94 N.C. L. Rev. 1997 (2016)
The North Carolina Racial Justice Act provided that a defendant may state a claim for relief based on statistical evidence of discrimination in capital charging and sentencing decisions. This paper reports the methodology and findings of a McCleskey- style study of capital charging and sentencing decisions in North Carolina between 1990 and 2009. The findings reported here show that white victim cases and black defendant/black victim cases pull strongly in the opposite direction in these decisions. The primary model analyzing death sentencing among all death- eligible cases shows that-even after controlling for multiple measures of culpability-cases with at least one white victim face odds of receiving a death sentence that are 2.17 times the odds faced by all other cases (p < .001). The evidence further suggests that this effect arises primarily in the charging decisions of prosecutors, where these state officials systematically disregard cases in which black defendants kill black victims. The odds of a black defendant/black victim case advancing to a capital trial are 2.6 times lower than the odds faced by all other cases (p < .001). Juries were significantly less likely to impose a death sentence in the few white defendant/black victim cases (odds ratio 0.19, p < .05). When these cases are excluded, the analysis of penalty trial decisions does not identify race effects. We do not find evidence of discrimination against black defendants generally or against black defendants who kill white victims specifically.

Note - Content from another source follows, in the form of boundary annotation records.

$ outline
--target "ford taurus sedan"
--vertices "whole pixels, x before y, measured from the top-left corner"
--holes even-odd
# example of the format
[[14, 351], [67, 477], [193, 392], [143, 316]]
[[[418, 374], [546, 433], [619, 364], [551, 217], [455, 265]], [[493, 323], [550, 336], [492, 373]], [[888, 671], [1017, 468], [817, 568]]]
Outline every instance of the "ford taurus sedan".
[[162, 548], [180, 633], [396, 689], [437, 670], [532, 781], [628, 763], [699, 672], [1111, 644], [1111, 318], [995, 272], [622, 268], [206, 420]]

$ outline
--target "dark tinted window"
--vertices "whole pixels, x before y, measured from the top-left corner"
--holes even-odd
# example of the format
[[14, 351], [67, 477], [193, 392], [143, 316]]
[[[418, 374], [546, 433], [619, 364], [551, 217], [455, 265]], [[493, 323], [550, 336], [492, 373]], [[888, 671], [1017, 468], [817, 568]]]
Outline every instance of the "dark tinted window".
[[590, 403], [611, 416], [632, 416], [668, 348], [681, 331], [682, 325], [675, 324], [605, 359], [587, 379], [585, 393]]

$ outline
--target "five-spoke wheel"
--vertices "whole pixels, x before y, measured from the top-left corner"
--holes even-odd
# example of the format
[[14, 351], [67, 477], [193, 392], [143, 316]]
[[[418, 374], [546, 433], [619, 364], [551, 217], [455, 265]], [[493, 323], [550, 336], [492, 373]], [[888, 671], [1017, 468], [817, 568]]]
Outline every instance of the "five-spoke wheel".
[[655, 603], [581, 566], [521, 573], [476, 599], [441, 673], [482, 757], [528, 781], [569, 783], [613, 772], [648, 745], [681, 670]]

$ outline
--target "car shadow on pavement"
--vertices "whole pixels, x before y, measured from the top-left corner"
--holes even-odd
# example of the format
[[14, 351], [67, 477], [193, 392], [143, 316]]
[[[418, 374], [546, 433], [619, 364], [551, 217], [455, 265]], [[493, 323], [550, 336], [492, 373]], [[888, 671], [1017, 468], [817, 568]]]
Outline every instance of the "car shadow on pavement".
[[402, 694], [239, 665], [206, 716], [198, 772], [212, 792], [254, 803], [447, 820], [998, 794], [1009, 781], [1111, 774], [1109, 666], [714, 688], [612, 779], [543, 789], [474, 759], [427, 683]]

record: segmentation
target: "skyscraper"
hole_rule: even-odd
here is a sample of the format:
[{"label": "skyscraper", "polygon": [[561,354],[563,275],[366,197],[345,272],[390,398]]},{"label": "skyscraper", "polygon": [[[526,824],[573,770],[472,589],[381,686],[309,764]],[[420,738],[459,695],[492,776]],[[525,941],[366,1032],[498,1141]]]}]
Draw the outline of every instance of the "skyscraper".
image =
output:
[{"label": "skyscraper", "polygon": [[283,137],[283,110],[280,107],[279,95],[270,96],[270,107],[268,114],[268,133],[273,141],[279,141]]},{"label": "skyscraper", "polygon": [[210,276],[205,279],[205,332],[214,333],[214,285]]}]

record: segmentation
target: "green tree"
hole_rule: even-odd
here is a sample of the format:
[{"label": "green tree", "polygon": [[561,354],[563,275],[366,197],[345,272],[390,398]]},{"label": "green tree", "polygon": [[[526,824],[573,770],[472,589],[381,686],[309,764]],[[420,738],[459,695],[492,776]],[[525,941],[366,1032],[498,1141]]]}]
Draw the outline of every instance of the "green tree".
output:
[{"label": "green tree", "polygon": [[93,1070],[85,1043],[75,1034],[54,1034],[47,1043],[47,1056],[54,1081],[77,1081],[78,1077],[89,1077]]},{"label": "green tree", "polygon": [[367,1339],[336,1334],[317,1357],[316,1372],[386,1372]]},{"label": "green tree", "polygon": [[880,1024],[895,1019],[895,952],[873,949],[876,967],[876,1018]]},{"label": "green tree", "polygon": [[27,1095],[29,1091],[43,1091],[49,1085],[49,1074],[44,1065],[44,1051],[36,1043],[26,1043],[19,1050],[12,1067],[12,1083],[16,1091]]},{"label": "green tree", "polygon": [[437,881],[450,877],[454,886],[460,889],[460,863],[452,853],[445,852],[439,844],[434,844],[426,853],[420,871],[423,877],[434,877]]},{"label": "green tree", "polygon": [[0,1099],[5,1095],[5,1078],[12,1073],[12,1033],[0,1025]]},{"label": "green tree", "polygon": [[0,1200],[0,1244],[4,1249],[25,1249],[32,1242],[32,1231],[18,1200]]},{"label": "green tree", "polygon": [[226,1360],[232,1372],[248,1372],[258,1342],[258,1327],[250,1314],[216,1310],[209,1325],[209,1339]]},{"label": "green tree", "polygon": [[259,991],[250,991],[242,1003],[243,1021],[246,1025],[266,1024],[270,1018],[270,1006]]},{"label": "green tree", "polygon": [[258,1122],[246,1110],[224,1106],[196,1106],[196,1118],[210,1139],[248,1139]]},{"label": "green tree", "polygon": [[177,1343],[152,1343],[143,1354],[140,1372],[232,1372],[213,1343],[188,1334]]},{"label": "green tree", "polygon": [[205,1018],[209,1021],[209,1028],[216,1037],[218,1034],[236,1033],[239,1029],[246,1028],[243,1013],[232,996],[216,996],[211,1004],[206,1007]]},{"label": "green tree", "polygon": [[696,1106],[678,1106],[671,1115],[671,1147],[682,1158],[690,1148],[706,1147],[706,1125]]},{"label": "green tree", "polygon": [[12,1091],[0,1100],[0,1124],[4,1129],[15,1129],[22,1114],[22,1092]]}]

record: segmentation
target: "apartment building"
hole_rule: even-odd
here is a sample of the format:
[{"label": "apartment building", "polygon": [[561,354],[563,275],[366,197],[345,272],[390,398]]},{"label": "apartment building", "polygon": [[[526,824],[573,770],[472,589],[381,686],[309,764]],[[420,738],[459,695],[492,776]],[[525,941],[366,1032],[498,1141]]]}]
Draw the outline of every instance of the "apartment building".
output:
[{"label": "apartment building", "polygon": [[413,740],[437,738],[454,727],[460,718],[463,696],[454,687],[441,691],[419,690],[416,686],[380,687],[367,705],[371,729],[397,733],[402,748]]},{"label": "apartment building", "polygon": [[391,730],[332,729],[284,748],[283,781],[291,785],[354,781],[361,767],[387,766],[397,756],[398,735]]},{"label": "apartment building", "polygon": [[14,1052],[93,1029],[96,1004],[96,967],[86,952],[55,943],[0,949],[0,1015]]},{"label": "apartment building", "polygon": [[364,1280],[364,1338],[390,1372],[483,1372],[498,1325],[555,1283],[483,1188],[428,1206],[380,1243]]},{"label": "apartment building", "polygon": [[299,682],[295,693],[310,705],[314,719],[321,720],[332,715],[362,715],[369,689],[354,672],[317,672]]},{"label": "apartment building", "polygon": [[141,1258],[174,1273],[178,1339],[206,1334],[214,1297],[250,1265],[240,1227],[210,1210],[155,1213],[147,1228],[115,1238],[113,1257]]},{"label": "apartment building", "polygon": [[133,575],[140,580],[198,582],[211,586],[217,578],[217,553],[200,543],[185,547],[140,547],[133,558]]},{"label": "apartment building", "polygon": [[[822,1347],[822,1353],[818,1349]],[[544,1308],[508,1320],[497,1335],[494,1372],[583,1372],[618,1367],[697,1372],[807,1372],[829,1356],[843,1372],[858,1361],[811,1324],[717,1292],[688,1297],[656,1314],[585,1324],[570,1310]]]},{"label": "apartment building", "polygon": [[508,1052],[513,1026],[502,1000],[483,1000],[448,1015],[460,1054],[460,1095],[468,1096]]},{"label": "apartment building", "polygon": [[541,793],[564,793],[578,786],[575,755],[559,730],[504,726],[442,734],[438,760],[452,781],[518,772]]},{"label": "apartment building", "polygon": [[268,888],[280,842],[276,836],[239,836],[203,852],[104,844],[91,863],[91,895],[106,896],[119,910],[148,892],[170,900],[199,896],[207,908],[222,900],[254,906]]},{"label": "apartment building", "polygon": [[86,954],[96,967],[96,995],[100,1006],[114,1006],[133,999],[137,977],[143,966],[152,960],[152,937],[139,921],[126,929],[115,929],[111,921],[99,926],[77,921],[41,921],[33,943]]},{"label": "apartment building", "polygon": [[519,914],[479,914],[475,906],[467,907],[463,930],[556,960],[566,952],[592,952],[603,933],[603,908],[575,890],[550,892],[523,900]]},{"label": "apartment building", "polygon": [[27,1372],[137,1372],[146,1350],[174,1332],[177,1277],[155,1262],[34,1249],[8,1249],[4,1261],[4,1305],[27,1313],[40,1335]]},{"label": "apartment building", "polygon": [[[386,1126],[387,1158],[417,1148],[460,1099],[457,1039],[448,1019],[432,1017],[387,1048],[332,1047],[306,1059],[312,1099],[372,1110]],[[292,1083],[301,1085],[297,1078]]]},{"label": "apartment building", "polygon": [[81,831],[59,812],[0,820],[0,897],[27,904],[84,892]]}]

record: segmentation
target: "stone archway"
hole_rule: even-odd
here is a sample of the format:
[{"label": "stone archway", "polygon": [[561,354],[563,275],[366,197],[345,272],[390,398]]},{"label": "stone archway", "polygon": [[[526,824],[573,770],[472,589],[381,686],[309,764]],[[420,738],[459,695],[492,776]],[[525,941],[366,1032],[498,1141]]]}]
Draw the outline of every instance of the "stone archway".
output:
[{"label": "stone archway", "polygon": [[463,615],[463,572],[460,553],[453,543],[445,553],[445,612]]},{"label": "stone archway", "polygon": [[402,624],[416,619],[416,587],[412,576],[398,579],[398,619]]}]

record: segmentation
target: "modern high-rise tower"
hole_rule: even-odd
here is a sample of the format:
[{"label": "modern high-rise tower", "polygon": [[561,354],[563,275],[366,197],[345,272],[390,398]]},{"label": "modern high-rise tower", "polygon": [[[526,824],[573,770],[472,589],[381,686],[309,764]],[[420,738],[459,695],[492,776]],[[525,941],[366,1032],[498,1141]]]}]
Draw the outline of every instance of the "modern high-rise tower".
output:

Ultimately, although this study refines the methodology used in previous studies of charging and sentencing in North Carolina, its results echo their conclusions. Our findings are also largely consistent with the broad trends identified in capital charging and sentencing studies across many jurisdictions in the 25 years since McCleskey. This lends credibility to our conclusion that despite ongoing protestations to the contrary, race plays a significant factor in charging and sentencing decisions.